İş bununla da bitmiyor. Önü alınamayan göçmen dalgası uzun süredir hayata geçirilmeye çalışılan güvenlik politikalarının devreye sokulması için uygun bir gerekçe. Totaliter, toplum mühendisliği “en uygun” güvenlik mekanizmaları için çalışmaları hızlandırmış. Sokaklarda silahlı jandarmalar, uzun namlulu polisler görmek sıradanlaştırılmak isteniyor. Schengen uygulaması birçok ülkede sınırlamaya uğrarken, sınırlarda yeniden kontroller başlamış. Daha önce elinizi kolunuzu sallayarak geçtiğiniz sınırlarda yeniden jandarma ve sınır bekçilerini görmek şaşkınlık yaratıyor.

•••

AKP iktidarının lojistik destek verdiği IŞİD’in saldırılarını Avrupa’ya taşımasının yarattığı korku sağcı uygulamaların hayata geçirilmesi için geçerli akçe.
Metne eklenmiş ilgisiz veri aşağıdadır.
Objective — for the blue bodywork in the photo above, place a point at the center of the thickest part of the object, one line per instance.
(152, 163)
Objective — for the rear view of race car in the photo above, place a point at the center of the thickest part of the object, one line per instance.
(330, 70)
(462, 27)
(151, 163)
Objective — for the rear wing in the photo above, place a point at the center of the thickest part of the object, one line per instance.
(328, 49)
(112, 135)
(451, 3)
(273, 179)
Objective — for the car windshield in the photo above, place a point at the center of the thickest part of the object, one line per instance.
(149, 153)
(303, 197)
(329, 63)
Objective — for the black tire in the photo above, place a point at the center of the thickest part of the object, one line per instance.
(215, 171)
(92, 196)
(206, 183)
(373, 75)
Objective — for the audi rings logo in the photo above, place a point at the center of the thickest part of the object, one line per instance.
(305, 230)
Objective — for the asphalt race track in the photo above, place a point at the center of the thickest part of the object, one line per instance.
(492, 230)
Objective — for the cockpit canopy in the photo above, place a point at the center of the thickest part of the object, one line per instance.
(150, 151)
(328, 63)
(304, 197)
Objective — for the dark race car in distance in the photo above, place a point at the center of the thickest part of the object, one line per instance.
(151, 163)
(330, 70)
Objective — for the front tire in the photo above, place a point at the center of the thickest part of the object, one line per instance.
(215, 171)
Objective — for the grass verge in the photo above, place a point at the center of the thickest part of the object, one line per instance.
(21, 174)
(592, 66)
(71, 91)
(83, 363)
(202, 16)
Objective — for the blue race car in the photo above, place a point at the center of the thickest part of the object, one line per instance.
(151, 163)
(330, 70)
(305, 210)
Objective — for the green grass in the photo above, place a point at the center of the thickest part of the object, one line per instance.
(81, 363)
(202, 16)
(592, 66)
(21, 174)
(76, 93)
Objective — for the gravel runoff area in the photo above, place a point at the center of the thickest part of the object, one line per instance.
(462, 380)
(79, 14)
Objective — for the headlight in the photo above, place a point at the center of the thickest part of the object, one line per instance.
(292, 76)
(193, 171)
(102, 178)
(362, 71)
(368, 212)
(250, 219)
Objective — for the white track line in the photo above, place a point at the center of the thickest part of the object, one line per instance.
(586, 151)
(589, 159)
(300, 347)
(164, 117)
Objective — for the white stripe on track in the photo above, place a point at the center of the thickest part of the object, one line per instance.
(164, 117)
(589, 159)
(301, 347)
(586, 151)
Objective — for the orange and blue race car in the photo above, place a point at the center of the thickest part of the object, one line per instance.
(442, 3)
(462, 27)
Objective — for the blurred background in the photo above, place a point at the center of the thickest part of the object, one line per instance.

Öyle ki her gün bu korku sürekli olarak çeşitli vesilelerle kitlelere şırınga ediliyor. Bu korku üzerine emperyal politikalar meşrulaştırılıyor. Fransa’daki son seçimlerde Marine Le Pen’in başkanı olduğu aşırı sağcı ‘Ulusal Cephe’nin aldığı oy oranı bu korkuların eseri. Tüm bu korkularda da bölgede uygulanan yanlış politikaların payı büyük.

•••

Neo-Osmanlıcılar mezhepçi- faşizan politikalarıyla sadece bu ülkeye değil bölgeye de Avrupa’ya da büyük kötülük yapmış durumdalar. Avrupalı egemenler de bunun farkında, ancak tıpkı Almanya Başbakanı Angela Merkel’in seçime günler kala yaptığı gibi şu an için “kullanışlı” buldukları için AKP iktidarının ve de Kaçaksaray’daki diktatörün arkasında zoraki de olsa durmayı çıkarları için şimdilik gerekli görüyorlar. Egemenler kendi arasında bu tarz “kirli dayanışma”ya giderken olan her zamanki gibi halklara, toplumlara, yoksullara oluyor.